Dans le tableur que la société m’envoie, je peux lire l’historique de ma navigation sur le site leroymerlin.fr : quels produits j’ai consultés, combien de temps a duré ma session, etc. Et comme Valiuz est une alliance de commerçants, elle dispose d’autres informations. En créant des comptes fidélité chez différentes enseignes, j’ai communiqué mon adresse, la composition de mon foyer, et mes achats sur internet et en magasin sont enregistrés. Valiuz peut très facilement comprendre qu’au printemps dernier, j’ai réalisé des travaux de décoration chez moi et ainsi m’envoyer la publicité adaptée ! La clé de la publicité ciblée est de croiser le plus d’informations possibles. Les courtiers récupèrent donc les données des cookies mais également celles en accès libre, des formulaires ou encore celles des cartes fidélité.

À partir de cet instant, exit les cookies, je refuse systématiquement. Opération incognito : je vide le cache de mon navigateur ; je navigue avec Firefox, qui intègre des protections contre le traçage ; j’installe un bloqueur de traceurs comme uBlock Origin ou Ghostery ; et je contacte Valiuz pour leur demander d’exercer mon droit à l’effacement. Me voici prête à surfer anonymement sur internet, et tant pis si les publicités ne me correspondent pas !

Impossible d’échapper complétement au pistage

Il faut surmonter quelques obstacles. Difficile parfois de trouver le bouton «Je refuse» à l’arrivée sur un site internet. «Refuser les cookies doit être aussi facile que d’accepter, détaille Tiphaine Caulier. C’est l’une de nos priorités d’action actuelles, 40 entreprises ont reçu une mise en demeure pour se mettre en conformité.» Encore pire : marmiton.org m’oblige à accepter les cookies si je veux naviguer gratuitement ! «Pour nous ce n’est pas conforme à l’esprit du RGPD, nous sommes effarés que la CNIL laisse passer ces pratiques, répond Bastien Le Querrec. C’est un manque de volonté politique.»

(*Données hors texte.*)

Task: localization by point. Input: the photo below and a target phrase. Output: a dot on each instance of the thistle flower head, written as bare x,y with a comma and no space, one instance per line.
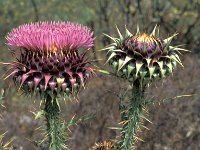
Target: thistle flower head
50,60
143,56
50,36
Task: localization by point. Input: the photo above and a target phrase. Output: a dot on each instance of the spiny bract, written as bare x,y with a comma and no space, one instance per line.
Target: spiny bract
50,60
143,56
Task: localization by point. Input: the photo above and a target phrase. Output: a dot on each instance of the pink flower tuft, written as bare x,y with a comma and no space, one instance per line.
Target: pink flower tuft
52,36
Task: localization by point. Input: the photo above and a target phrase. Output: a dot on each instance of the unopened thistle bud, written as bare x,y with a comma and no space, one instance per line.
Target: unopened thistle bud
143,56
50,60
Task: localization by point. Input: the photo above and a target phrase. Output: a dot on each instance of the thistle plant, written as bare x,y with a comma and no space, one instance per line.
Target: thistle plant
139,58
52,64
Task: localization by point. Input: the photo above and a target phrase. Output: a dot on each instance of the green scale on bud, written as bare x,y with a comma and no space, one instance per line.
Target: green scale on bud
143,56
53,73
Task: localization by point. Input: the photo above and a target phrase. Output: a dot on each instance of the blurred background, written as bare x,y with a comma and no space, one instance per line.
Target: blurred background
176,123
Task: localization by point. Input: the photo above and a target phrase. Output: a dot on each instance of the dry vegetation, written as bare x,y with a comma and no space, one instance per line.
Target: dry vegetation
176,123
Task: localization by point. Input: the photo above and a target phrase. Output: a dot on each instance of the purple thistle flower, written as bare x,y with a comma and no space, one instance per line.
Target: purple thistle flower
53,36
49,59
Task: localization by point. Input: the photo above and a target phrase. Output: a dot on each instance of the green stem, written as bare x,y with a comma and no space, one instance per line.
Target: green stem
131,117
55,134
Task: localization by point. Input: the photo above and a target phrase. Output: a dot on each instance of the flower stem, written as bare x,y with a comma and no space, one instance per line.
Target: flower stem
131,116
55,134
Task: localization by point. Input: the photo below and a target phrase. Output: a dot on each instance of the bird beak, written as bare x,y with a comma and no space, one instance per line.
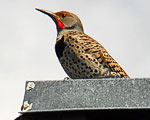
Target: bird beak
49,13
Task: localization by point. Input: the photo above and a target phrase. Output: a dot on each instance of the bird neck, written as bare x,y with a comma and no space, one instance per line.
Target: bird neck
75,28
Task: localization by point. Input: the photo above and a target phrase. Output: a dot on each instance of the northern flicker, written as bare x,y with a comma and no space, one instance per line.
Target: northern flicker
81,56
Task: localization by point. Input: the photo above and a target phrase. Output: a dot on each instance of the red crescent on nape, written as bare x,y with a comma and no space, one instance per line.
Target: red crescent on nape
59,24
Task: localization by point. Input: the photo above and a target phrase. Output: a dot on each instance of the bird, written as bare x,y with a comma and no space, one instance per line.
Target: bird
81,56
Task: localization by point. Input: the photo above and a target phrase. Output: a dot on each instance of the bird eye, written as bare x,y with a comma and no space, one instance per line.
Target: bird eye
63,15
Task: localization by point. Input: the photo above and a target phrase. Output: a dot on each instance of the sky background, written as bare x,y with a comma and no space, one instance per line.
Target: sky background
28,37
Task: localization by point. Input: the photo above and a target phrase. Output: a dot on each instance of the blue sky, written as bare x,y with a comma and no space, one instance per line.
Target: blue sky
28,37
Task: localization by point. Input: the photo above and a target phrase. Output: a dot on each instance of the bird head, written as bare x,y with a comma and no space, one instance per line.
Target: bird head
64,20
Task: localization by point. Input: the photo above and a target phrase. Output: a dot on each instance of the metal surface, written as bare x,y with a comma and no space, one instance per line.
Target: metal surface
94,94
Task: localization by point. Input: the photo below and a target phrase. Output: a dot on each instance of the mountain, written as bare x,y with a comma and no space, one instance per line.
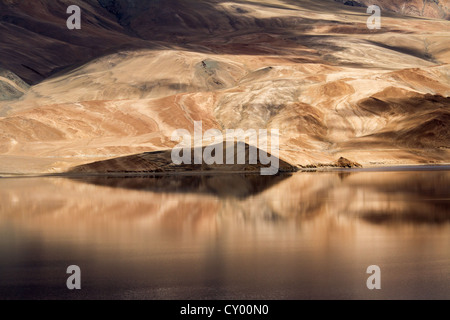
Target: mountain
421,8
137,71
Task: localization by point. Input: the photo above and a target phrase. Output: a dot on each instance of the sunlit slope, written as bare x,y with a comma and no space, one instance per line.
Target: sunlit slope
310,69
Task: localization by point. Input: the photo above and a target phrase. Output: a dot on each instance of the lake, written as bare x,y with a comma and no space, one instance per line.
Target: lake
307,235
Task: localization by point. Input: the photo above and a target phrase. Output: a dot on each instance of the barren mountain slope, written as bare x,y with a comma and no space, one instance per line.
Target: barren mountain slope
310,69
421,8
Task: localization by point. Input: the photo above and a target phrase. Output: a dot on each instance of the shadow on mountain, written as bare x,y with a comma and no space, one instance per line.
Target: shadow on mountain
37,46
255,160
221,185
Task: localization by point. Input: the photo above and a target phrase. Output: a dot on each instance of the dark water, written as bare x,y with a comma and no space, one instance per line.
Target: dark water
309,235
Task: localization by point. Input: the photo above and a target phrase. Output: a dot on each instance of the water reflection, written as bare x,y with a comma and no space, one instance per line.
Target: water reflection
309,235
221,185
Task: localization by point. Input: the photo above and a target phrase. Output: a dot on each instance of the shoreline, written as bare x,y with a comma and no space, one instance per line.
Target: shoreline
389,168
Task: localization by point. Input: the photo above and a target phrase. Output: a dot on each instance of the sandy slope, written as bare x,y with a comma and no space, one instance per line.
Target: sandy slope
310,69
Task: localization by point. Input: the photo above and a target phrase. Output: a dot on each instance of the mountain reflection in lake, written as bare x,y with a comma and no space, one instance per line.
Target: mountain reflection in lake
307,235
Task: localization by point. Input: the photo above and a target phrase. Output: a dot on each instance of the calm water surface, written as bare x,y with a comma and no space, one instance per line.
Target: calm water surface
307,235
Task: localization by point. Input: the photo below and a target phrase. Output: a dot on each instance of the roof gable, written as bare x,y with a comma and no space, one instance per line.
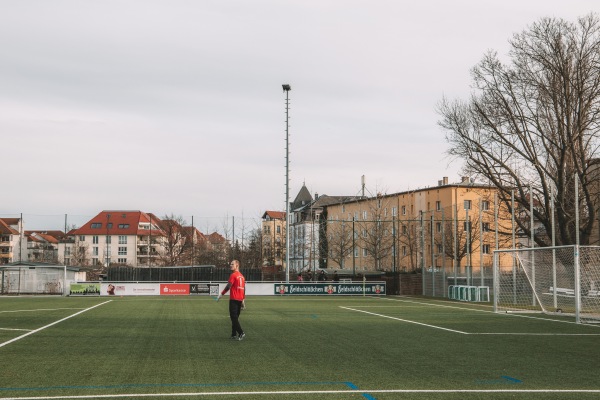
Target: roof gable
121,223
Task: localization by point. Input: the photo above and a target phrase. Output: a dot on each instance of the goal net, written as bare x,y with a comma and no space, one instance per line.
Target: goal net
563,279
28,279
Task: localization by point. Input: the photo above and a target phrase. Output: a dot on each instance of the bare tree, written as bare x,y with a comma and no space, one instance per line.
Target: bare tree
339,240
376,232
408,239
175,246
535,123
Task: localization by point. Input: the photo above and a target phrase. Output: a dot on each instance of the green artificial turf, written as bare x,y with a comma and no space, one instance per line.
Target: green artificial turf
296,347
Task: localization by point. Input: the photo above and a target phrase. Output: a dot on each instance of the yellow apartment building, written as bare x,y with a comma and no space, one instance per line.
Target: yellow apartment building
448,228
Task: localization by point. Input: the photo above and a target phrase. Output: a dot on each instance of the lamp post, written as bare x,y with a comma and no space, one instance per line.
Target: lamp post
286,89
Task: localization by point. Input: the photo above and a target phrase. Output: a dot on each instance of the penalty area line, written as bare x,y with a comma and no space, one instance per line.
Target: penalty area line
303,392
52,324
406,320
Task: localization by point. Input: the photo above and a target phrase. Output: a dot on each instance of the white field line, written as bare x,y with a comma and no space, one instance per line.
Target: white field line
41,309
406,320
485,311
15,329
305,392
49,325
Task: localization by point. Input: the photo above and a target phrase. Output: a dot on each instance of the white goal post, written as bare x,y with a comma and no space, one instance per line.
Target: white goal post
562,279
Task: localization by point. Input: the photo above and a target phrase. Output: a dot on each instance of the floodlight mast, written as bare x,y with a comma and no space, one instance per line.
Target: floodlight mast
286,89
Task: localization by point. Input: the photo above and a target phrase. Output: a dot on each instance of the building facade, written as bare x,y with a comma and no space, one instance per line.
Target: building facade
436,228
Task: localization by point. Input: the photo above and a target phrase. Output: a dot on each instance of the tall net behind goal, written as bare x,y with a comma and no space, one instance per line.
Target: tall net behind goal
563,279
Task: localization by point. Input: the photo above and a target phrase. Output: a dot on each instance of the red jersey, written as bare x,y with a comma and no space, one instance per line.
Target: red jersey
237,284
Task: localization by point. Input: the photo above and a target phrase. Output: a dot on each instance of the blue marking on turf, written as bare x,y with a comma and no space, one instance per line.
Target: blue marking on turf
365,395
154,385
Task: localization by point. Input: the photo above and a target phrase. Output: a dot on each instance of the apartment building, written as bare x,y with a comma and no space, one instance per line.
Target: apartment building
42,245
432,228
273,238
306,227
13,246
114,237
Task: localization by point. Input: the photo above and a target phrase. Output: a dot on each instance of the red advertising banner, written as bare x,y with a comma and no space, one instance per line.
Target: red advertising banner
174,289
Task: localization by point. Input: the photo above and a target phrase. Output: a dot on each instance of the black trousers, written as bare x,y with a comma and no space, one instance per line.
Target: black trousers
235,308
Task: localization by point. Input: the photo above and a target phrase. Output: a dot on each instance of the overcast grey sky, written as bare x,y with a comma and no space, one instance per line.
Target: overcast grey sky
176,106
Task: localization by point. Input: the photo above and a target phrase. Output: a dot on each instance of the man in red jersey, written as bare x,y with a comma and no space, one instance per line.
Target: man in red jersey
237,285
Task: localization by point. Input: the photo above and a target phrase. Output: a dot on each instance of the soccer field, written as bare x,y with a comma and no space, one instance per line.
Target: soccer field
295,348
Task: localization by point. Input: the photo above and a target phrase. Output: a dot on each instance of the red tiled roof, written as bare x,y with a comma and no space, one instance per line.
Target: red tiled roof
274,214
120,223
5,228
56,235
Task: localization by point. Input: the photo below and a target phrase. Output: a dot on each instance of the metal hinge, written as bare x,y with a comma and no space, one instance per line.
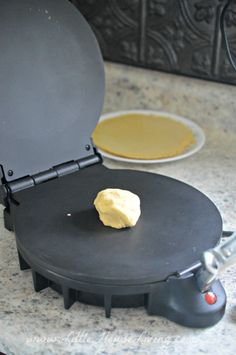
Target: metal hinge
53,173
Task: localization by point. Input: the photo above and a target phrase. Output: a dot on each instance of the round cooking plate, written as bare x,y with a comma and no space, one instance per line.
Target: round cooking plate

Il est très compliqué de bloquer complétement le pistage sur internet. «Il s’agit sans cesse d’un jeu du chat et de la souris, les régies publicitaires étant toujours à la recherche de nouvelles techniques de contournement», confirme Bastien Le Querrec. Des entreprises comme Criteo, l’un des leaders français du ciblage publicitaire, ont mis au point des techniques qui trompent les bloqueurs de traqueurs en changeant le nom du cookie déposé. «Cela permet de contourner certaines restrictions du navigateur, mais le recueil du consentement de l’utilisateur reste toujours nécessaire», précise Nacéra Bekhat, adjointe à la cheffe du service des affaires économiques de la CNIL.

Alors, que vous ayez consenti librement ou pas, une fois vos informations personnelles divulguées, elles vont passer de main en main, être triturées, triées, classifiées … une véritable épopée parmi l’écosystème de la publicité, que nous vous proposons de découvrir dans le prochain épisode !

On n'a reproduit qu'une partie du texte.